An overwhelming majority of states require individuals, who operate vehicles, to carry insurance. Many states also outline coverage limits drivers must have in their policies. These minimum limits may seem like enough to get you on the road, but they may be inadequate, if you are involved in a serious accident. For proper protection, you may want to consider raising your limits.
The Problem with Minimum Coverage
Drivers must carry basic liability coverage in most states, which pays for injury and property damages if you are found at fault following an accident. These state limits vary but can be as low as $10,000 per person or $20,000 per accident.
If you get into an accident, there’s a chance you could be sued. If this happens, minimum liability coverage may not be sufficient to cover the damages, and you could end up paying thousands of dollars out of your own pocket.
In addition, if you cause an accident and your liability limits are too low to cover the expenses, the other party might go after your assets in court. It is important to carefully evaluate how much coverage you need and to secure the proper limits in order to protect yourself.

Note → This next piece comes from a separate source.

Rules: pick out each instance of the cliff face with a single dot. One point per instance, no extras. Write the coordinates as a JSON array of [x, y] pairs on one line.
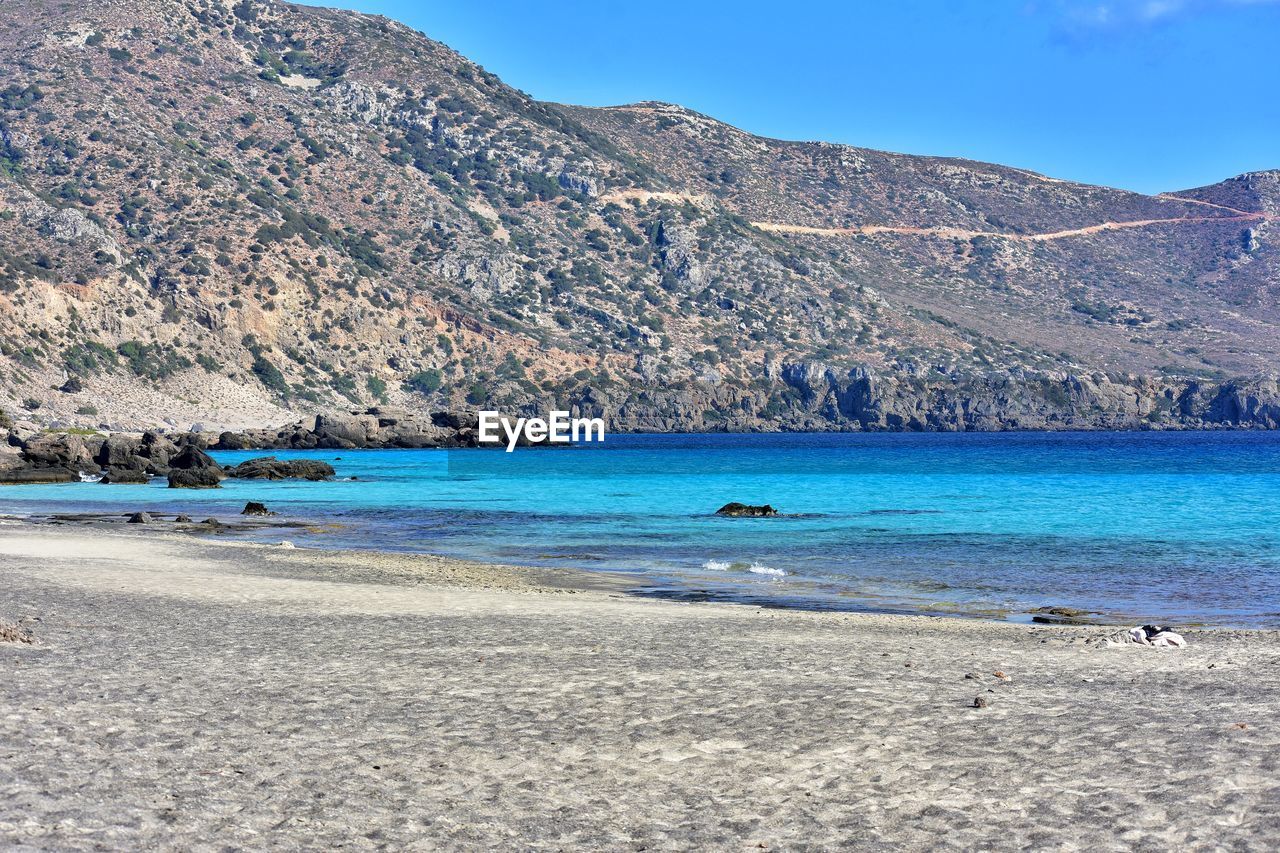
[[237, 211]]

How Much Auto Insurance Should I Carry?
It can be tempting to pay the lowest amount possible for auto insurance, but doing so can leave you exposed to serious financial risks. Securing higher limits can offer sound financial protection and provide you with peace of mind in the event of an accident.
The higher you set your coverage limits and the lower you set your deductibles, the less you'll pay out of pocket after a claim. Be sure to determine how much you can comfortably afford when setting your coverage limits and deductibles. Raising your limits and paying a little more each month can allow you to get the most out of your investment.
Customize Your Policy
Adjusting collision, comprehensive, medical expenses, uninsured motorist and no-fault coverage are just a few ways you can customize your auto insurance. For your specific situation, you can also tailor policy limits.